1. The problem statement, all variables and given/known data
So, L2 is defined to be the set of all infinite sequences of real numbers, s.t. the sum of their squares converges:
L2 = {x=(x1,...,xn,...) | $$\Sigma$$xi < $$\infty$$}
we have d(x,y) = $$\sqrt{\Sigma (xi-yi)^2}$$

I need to show that this is a metric, starting by showing that if $$xi,yi\in$$ then $$xi-yi\in$$
2. Relevant equations

definition of a metric

3. The attempt at a solution
so my initial problem was with the first step:
x = (x1,..., xn,....), y = (y1,...,yn,...), and then x - y = (x1 - y1, ...,xn-yn,...)
to show $$xi,yi\in$$, we must show that $$\Sigma (xi -yi) < \infty$$.
First, I broke up the squared quantity to get $$\Sigma (xi^2- 2xi*yi + yi^2)$$.
Carrying the sumation through, $$\Sigma xi^2 < \infty$$ (as for yi^2).
But where I get stuck is how to show or determine that $$\Sigma xi*yi < \infty$$.

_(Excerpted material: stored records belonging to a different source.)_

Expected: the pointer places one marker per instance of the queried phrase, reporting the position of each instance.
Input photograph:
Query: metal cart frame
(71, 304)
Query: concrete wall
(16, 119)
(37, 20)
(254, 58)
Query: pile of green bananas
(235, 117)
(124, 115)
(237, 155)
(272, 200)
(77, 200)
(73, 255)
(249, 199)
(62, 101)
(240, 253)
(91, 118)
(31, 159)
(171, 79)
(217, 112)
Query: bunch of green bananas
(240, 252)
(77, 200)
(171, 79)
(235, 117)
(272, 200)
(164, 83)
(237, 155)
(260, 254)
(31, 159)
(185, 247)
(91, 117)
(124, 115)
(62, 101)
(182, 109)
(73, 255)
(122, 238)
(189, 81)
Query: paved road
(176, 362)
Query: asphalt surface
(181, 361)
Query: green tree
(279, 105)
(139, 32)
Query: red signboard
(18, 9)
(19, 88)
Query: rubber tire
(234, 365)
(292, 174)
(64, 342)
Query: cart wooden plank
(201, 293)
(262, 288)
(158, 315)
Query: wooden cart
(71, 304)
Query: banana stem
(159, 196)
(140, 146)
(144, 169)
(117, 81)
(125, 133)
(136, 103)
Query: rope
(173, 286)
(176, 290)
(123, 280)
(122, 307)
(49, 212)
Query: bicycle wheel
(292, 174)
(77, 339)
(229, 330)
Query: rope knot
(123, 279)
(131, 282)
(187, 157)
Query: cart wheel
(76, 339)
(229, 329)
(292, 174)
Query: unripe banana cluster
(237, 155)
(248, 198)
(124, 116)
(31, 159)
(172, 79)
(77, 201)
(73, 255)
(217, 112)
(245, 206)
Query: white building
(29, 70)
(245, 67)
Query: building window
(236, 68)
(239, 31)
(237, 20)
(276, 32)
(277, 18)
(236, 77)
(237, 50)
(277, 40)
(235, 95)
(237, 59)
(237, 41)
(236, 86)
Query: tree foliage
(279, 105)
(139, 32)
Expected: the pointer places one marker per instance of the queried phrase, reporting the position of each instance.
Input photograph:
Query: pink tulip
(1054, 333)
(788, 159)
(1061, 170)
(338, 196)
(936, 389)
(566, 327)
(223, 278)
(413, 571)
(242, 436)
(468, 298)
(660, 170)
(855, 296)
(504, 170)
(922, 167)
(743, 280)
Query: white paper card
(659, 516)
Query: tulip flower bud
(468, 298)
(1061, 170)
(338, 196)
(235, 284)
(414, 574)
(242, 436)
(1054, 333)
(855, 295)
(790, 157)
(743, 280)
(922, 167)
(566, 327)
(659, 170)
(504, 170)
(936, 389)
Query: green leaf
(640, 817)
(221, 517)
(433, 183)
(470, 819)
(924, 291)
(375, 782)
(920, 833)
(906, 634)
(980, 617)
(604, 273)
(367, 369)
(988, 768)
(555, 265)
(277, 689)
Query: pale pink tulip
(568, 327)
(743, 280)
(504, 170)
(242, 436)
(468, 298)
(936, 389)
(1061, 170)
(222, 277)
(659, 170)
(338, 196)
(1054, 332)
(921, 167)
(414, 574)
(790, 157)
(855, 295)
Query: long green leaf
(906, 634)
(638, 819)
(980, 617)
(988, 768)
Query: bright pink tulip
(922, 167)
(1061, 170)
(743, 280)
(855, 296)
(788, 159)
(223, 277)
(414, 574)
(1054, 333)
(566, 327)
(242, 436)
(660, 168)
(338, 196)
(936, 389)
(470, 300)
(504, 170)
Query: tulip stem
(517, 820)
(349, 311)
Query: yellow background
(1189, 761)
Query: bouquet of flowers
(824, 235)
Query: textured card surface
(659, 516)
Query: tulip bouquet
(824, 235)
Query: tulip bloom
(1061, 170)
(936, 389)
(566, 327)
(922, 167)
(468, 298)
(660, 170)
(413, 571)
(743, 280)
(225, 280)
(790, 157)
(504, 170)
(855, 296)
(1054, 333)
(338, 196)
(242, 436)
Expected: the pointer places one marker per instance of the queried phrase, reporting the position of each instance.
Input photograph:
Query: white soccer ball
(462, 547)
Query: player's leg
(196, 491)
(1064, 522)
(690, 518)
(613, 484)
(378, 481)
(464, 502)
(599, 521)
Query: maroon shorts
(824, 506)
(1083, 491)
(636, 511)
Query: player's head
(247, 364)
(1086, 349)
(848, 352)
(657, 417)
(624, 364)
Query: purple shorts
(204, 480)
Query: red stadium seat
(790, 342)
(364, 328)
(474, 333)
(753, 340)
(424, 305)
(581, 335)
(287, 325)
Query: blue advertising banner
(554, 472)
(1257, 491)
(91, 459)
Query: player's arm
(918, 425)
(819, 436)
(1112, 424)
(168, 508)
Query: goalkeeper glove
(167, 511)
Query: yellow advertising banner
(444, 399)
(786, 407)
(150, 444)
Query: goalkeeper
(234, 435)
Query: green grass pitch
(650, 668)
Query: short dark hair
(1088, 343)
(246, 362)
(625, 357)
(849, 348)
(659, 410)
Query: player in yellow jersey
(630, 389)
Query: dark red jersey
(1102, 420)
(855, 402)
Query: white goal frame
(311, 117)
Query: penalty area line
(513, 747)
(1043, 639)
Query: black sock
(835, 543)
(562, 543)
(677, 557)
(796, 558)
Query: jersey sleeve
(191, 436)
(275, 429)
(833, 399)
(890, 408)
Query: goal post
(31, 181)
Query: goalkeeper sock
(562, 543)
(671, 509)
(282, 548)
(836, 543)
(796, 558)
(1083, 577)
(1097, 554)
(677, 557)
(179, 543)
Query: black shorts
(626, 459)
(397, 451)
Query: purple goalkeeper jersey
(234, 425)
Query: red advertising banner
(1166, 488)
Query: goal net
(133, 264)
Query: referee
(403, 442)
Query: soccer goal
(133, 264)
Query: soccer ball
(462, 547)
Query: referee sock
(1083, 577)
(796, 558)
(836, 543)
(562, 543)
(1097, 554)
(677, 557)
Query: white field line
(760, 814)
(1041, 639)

So then the first three parts of the definition of a metric ($$d(p,p) = 0, p\rightarrow d(p,q) > 0,$$ and $$d(p,q) = d(q,p)$$) are easy enough to prove assuming $$xi-yi \in L2$$.
I get caught up again in proving that d(p,q) < d(p,r) + d(r,q).
I tried squaring both sides and distributing the summation, but found the resulting right hand side of the equation did not really simplify in a useful way. I'm not really sure where to go from there... any ideas for either of these roadblocks would be greatly appreciated. Thanks.

2. Feb 25, 2008

Dick

Your missing ingredients are various facets of the 'Cauchy-Schwarz inequality'. Look that up.